Our drive home was to be about 12 hours from Wapiti, not including the time zone change. Yes, we were a day ahead of where we might have been had we found an open spot in the Tetons. But we were basically limping home with a hurting camping trailer and a weariness that comes with too many long days on the highways. After an overnight in an Aberdeen motel noted for Covid cleanups, we were still two to three hours from the farm. Although we had seen hints of autumn in North Dakota, Montana and along the Snake in Wyoming, we were still taken back a bit. If those murmurations in North Dakota, and the birds congregating in trees and resting in the reservoir of the Montana state park hadn’t been fair warning, the ravines in the Coteau told us all we needed to know … the seasons were changing.

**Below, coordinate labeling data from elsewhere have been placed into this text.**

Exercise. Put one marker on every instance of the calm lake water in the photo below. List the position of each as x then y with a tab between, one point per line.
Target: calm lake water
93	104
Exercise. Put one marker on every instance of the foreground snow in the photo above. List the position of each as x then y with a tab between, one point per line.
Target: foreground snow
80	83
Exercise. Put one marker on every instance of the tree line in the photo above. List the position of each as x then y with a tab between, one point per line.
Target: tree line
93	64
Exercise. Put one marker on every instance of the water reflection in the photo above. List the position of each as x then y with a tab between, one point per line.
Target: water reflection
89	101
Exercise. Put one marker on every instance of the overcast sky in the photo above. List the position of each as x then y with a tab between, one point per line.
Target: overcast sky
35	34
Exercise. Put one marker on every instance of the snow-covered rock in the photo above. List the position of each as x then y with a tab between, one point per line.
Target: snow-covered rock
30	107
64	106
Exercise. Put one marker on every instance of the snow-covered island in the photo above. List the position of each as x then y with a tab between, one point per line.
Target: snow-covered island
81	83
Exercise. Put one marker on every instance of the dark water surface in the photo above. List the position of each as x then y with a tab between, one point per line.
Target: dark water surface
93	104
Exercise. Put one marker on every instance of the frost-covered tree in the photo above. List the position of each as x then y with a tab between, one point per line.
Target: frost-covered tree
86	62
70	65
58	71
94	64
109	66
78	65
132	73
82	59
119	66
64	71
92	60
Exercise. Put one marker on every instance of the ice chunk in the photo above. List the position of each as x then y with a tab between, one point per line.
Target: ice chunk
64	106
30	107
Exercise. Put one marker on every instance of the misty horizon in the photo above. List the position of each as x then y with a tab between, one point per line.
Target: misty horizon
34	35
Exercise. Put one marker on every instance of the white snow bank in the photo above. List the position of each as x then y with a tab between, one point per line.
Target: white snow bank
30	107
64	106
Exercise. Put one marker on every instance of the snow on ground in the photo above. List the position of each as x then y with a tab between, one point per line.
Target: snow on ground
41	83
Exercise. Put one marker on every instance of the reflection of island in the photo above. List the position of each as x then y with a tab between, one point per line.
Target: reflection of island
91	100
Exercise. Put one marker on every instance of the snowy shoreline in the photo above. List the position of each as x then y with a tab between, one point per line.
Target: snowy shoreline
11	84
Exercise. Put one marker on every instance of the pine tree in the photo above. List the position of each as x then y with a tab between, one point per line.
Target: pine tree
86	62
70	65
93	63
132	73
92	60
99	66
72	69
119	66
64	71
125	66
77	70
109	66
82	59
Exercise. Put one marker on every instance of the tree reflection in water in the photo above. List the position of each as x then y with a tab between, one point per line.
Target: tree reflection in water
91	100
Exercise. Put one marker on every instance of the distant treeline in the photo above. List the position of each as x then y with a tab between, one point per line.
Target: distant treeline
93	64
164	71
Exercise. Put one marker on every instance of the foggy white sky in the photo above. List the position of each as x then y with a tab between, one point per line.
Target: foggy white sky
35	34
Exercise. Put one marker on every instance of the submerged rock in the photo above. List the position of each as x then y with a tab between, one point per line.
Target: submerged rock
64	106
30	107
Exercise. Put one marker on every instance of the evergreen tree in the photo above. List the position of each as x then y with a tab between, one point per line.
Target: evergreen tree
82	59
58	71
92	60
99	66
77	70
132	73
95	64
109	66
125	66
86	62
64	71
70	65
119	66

Not far from the town limits of Summit we started passing the ravines of the Coteau where autumn was in full swing. Leaves were turning, which added to the hundreds of geese and duck we had seen in the wetlands and lakes along the highway near Webster. It was fair warning that fall was encroaching, and that those wonderful times afield might be coming to an end. We hold hopes of having a repaired camper by October, for we have a dream of camping in Maplewood State Park before the real snows come.